Associated Press

EAGAN, Minn. — When the Minnesota Vikings take the field against New Orleans in their preseason opener, Irv Smith Jr. will be the latest but nowhere close to the last person in the country to commemorate his 21st birthday with a visit to the Big Easy.

For Smith, though, this Friday night awaits as a truly unforgettable occasion.

The rookie tight end will not only celebrate another year of life but make his NFL debut in the same stadium where his father spent most of his professional career in front of a host of family and friends in the city he calls home.

“It’s crazy how everything worked out,” Smith said.

Selected in the second round of the draft out of Alabama, the 6-foot-2, 242-pound Smith was born after his dad, Irv Smith Sr., left the Saints after five seasons. Smith Sr. played his last two years in the league with San Francisco and Cleveland, respectively.

The future football player son was just an infant then, so the memories of having a father in the NFL have been shaped largely by household memorabilia and internet searches. That doesn’t make him any less proud, of course. He’s determined, too, to establish a longer and better career than his pops.

Long before the statistics are added up, well, there are training camp stories to tell.

“When he was with the Saints, they had to go all the way to Wisconsin,” Smith said, alluding to the annual trip the Saints made from 1988-1999 to escape steamy Louisiana for the northern section of the Mississippi River valley in the bluff-lined college town of La Crosse. “I was like, ‘Why would you all go to Wisconsin?’ He was like, ‘You don’t ask. You just go.’ I thought that was funny.”

After developing at a pro-caliber college program, Smith has advanced to an organization with sparkling facilities as state-of-the-art as any in the league. His dad?

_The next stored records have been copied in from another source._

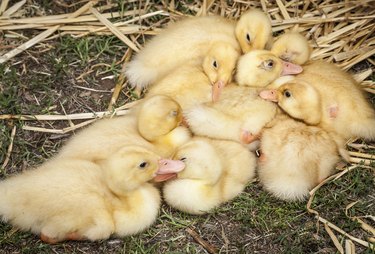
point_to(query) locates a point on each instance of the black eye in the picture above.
(173, 113)
(214, 64)
(143, 165)
(248, 38)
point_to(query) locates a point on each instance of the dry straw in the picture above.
(339, 31)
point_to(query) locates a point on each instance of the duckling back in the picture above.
(295, 158)
(188, 85)
(183, 41)
(239, 109)
(345, 108)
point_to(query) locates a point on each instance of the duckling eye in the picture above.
(214, 64)
(248, 38)
(143, 165)
(287, 94)
(173, 113)
(268, 64)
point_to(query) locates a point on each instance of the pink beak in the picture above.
(269, 95)
(168, 169)
(217, 88)
(290, 68)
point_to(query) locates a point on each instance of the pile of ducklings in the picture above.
(217, 90)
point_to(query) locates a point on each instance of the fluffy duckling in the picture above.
(254, 30)
(258, 68)
(192, 84)
(295, 158)
(215, 172)
(159, 120)
(239, 115)
(326, 96)
(292, 47)
(73, 199)
(188, 40)
(106, 136)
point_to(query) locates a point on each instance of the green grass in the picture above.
(46, 83)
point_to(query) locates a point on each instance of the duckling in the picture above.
(239, 115)
(202, 83)
(325, 96)
(292, 47)
(215, 172)
(259, 68)
(187, 40)
(295, 158)
(254, 31)
(106, 136)
(159, 120)
(74, 199)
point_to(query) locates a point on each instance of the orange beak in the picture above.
(168, 169)
(217, 88)
(290, 68)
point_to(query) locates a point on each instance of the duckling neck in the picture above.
(135, 210)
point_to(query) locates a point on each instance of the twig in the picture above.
(10, 148)
(323, 220)
(209, 247)
(42, 35)
(114, 29)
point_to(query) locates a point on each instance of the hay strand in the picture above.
(113, 29)
(42, 35)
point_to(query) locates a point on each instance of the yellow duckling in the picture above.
(292, 47)
(295, 158)
(254, 30)
(215, 172)
(239, 115)
(106, 136)
(73, 199)
(193, 84)
(258, 68)
(159, 120)
(326, 96)
(188, 40)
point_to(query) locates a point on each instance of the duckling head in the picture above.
(299, 100)
(132, 166)
(157, 116)
(219, 65)
(253, 30)
(259, 68)
(292, 47)
(202, 163)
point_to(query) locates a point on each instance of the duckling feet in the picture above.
(184, 122)
(73, 236)
(247, 137)
(262, 157)
(333, 111)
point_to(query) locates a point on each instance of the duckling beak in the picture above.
(290, 68)
(217, 88)
(269, 95)
(168, 169)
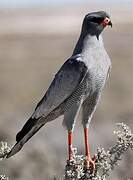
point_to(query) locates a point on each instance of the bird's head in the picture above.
(95, 22)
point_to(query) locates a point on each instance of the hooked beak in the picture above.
(106, 22)
(110, 24)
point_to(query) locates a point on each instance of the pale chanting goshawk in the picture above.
(78, 84)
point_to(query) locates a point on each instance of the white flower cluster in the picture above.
(3, 177)
(105, 160)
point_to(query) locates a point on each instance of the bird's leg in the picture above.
(89, 162)
(70, 145)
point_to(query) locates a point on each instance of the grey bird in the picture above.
(78, 84)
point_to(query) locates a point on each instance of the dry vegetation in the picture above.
(33, 45)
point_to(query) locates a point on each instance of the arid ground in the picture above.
(34, 43)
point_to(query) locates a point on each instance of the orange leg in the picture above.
(89, 161)
(70, 145)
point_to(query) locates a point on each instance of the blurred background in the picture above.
(36, 37)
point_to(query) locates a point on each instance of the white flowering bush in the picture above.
(106, 161)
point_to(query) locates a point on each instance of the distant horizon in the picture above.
(30, 3)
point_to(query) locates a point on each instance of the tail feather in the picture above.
(25, 134)
(27, 127)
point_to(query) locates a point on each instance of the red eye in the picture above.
(106, 21)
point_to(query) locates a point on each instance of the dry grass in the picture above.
(29, 58)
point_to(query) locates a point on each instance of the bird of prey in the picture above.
(78, 84)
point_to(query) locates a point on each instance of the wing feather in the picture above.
(64, 84)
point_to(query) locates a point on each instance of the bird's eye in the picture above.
(96, 20)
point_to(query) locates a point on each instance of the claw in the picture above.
(90, 163)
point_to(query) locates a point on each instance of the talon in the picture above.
(90, 164)
(94, 158)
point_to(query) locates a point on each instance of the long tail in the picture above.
(29, 129)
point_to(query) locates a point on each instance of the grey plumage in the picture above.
(77, 84)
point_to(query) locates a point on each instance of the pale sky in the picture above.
(27, 3)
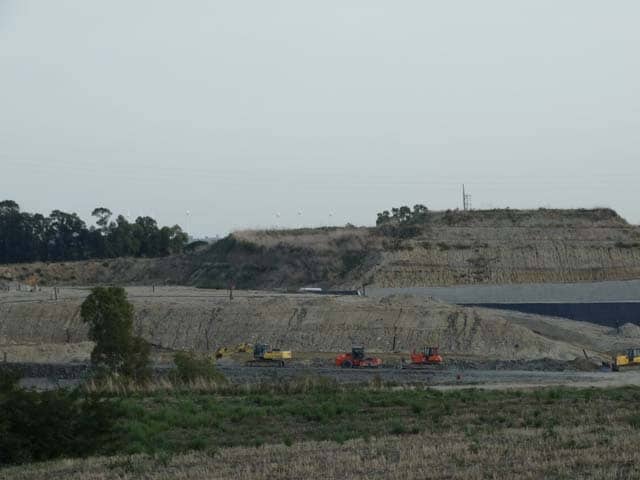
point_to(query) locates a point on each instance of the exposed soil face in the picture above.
(447, 248)
(185, 318)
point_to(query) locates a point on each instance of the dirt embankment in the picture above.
(183, 318)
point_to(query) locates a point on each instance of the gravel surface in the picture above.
(615, 291)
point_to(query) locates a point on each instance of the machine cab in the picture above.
(357, 352)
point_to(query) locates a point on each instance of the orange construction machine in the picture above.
(428, 356)
(357, 359)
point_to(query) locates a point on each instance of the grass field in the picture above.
(329, 431)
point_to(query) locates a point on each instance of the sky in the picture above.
(221, 115)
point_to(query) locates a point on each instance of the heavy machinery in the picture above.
(357, 359)
(630, 358)
(428, 356)
(264, 355)
(225, 351)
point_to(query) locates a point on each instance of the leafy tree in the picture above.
(110, 318)
(26, 237)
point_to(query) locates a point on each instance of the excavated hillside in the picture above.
(184, 318)
(443, 248)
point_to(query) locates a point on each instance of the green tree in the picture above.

“He said that he used to get an IV between practices, all kind of stuff,” Smith said. “It’s good that we don’t have to do that now.”

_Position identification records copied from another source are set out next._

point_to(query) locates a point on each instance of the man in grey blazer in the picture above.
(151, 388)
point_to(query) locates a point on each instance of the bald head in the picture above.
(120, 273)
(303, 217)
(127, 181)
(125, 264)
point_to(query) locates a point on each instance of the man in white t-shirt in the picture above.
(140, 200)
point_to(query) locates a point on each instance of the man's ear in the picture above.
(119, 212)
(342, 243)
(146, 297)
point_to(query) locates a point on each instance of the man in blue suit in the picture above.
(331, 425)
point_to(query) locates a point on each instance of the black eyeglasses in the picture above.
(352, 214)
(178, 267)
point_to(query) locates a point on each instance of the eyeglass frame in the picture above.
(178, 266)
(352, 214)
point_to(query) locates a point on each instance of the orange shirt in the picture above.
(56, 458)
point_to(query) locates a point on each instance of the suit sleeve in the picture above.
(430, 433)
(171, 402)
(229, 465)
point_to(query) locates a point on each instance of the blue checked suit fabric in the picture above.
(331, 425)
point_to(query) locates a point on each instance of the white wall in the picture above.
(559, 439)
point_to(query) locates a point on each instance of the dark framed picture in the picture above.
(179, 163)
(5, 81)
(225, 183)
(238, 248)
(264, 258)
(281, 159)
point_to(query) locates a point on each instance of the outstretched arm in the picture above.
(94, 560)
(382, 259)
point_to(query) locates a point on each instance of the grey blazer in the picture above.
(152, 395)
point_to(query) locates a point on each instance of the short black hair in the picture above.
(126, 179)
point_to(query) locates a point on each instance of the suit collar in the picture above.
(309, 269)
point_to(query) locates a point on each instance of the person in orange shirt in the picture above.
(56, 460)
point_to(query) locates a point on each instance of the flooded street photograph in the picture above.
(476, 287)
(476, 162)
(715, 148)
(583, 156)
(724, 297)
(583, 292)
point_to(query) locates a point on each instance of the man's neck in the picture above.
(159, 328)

The Vikings have been essentially filling Smith full of their offensive plays instead.

With a desire to employ more “12” personnel packages, with one running back and two tight ends, Smith’s field-stretching, pass-catching ability presents a wealth of potential for quarterback Kirk Cousins. Smith could line up in the backfield as a hybrid fullback, in the slot in a bunch or stack formation, out wide to create a mismatch elsewhere in the formation, or simply in a standard three-point stance next to the tackle.

Without a proven third wide receiver beyond stars Adam Thielen and Stefon Diggs, the new scheme directed by offensive coordinator Kevin Stefanski and designed by offensive adviser Gary Kubiak will carry a lot of responsibility for the tight ends.

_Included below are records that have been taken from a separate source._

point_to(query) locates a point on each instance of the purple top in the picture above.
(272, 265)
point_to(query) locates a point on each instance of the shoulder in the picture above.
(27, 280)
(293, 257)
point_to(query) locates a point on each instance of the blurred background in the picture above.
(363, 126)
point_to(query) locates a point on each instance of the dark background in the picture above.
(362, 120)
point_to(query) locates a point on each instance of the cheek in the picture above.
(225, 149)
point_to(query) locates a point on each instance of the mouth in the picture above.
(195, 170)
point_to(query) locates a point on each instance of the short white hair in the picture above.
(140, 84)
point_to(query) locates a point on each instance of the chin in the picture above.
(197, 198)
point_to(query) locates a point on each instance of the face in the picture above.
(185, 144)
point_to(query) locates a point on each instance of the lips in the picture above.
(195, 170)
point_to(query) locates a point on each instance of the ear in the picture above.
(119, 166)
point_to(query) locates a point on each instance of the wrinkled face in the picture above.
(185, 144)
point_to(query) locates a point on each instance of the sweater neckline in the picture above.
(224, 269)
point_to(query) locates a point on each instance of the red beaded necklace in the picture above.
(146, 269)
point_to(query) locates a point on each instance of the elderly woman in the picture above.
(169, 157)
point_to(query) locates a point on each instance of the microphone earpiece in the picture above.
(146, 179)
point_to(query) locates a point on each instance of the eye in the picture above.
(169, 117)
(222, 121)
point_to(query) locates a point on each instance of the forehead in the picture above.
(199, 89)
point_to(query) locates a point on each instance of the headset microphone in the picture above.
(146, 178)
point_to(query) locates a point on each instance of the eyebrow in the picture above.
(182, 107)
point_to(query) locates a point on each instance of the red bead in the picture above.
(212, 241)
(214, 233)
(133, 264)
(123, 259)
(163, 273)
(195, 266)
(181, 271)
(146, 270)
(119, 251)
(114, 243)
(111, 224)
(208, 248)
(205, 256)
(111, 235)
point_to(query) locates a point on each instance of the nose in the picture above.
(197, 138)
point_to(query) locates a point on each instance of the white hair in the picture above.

Cousins, for one, has acknowledged a lack of trust last season in ninth-year veteran Kyle Rudolph’s ability to get open, portending an increase in passes sent his way. Smith could get in on that action, too, provided he can keep up with the steep learning curve at a complex position.

“He’s swimming, because we’re asking a lot of him right now,” Kubiak said, adding: “But that’s the way it should be. That’s why he’s here.”

Cousins praised Smith’s mobility and eagerness. He also noted that during the first week of practice Smith was a split-second slow to step off the ball upon pre-snap command, for example, the type of detail in this sport that can determine whether a particular play is productive or not.

Given all the extra time spent with tight ends coach Brian Pariani on top of his high-level experience at Alabama, though, the Vikings have seen enough good in Smith’s technique to supplement the natural ability to believe he’s on track for a significant role if not right away then soon after.

“It’s not perfect, by no means, but the kid is really willing to work,” Stefanski said. “That’s what I appreciate about Irv.”